S’il ne peut rester dans le cirquit échaonomique, moi non plus.
Que notre pilonnage commun soit effectué aux mêmes motment et endroit. Que l’on me pose sur les piles, entre les piles, comme on voudra, comme ça arrangera le technicien et les manutentionnaires en poste ce jour-là, ou cette nuit-là ; j’aimerais mieux la nuit. Mais que tout soit mis en œuvre pour que nous partions en même temps, à la même seconde, pour qu’ensemble nous soyons pilonnés. »

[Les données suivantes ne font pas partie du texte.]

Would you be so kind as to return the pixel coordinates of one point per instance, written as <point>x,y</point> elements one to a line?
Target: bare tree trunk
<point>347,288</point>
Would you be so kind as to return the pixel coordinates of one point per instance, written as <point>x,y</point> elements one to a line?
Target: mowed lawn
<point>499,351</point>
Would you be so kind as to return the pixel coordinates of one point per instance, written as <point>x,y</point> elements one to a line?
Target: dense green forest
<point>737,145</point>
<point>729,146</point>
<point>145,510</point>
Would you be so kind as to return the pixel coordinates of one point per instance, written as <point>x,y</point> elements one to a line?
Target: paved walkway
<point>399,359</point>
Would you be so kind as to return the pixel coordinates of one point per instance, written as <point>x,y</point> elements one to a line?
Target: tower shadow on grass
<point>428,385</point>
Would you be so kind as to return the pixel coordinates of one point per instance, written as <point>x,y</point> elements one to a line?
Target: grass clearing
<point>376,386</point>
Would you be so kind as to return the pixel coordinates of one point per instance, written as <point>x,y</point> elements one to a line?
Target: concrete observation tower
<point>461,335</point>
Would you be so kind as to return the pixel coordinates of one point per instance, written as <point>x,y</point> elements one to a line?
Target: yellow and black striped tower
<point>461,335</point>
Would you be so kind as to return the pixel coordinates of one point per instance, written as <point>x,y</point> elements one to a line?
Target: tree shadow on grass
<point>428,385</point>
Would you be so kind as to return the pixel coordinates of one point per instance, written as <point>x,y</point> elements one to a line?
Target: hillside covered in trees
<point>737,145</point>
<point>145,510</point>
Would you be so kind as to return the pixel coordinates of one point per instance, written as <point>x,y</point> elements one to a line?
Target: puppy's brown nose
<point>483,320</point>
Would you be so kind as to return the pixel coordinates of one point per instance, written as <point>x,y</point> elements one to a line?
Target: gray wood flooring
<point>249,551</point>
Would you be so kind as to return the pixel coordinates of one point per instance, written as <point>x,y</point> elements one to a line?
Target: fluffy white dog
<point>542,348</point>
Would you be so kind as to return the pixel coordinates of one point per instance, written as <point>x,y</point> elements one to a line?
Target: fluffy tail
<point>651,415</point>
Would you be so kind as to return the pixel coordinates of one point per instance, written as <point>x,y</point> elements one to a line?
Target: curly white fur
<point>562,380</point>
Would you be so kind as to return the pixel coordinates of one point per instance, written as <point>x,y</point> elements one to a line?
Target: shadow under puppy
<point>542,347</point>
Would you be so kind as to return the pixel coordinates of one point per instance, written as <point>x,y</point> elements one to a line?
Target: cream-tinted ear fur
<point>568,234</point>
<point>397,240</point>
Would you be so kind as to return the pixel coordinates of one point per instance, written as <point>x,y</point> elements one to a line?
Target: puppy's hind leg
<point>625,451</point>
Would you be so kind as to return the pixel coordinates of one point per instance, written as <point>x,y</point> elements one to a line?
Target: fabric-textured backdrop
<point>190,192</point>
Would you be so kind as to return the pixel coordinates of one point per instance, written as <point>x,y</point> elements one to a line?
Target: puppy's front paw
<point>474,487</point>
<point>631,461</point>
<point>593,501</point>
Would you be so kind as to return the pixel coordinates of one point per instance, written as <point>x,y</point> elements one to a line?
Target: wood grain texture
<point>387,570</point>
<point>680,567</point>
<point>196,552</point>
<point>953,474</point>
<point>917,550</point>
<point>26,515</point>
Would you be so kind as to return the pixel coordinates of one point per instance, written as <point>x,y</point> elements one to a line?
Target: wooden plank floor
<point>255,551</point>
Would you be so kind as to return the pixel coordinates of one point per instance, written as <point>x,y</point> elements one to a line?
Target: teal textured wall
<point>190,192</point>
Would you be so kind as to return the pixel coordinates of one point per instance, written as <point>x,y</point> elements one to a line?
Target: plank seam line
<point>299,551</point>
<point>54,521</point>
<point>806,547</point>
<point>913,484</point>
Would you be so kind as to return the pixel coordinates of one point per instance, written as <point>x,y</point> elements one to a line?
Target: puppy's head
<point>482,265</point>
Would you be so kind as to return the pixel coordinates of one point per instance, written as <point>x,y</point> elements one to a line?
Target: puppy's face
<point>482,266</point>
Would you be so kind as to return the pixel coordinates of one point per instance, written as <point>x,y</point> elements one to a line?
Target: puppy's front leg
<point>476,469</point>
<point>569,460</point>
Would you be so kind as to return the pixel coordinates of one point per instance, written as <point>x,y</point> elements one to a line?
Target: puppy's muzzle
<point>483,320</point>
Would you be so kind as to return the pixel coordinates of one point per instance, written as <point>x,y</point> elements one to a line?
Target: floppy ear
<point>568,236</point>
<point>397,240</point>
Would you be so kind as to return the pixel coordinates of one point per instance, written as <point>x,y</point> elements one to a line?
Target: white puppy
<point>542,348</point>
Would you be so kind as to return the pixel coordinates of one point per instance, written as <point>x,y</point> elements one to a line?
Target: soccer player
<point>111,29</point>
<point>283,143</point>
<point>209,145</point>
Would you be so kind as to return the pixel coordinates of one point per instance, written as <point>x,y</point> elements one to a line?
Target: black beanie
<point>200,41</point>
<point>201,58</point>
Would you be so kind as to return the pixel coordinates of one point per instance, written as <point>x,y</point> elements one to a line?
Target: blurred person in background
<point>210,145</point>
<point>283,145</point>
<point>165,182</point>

Le monde est un joyeux pilon. Pilonnage de livres, pilon­nage humain et pilonnage constant de notre planète. Dans cet “essai fictionnel”– livre hybride, à la frontière du roman et de l’essai – Mathias de Breyne nous parle de lui auteur, de son livre, de leur relation amoureuse et charnelle, très ambiguë. Dans une langue truculente, il nous entraîne dans une aventure loufoque où l’auteur s’autopilonne avec son livre, s’ébat érotiquement avec lui page après page et où, ensemble, sans doute dans l’attente du pilon, ils bavardent en observant notre monde abîmé et en tentant de tisser des fils de mots avec les lambeaux de ce qui n’a pas été totalement détruit. À quoi sert d’écrire finalement si ce n’est préserver l’illusion de se prendre pour un arbre millénaire.

L'auteur :

Mathias de Breyne est né à Lyon en 1973. Il a déjà publié 13 ouvrages, seul ou en collaboration. Auteur et traducteur, ses voyages lui permettent de découvrir et de traduire les poètes de la Baby Beat Generation dont Thomas Rain Crowe (Ma vie dans les Appalaches, Phébus). Il s’installe plusieurs années en Argentine où il établit une anthologie bilingue de littérature argentine contemporaine, écrit ses romans L’Interview (Sulliver) et Entretien avec un frigo (Rouge Inside) ; il découvre et traduit le roman graphique La Racine de l’ombú d’Alberto Cedrón et Julio Cortázar. Il vit actuellement en France.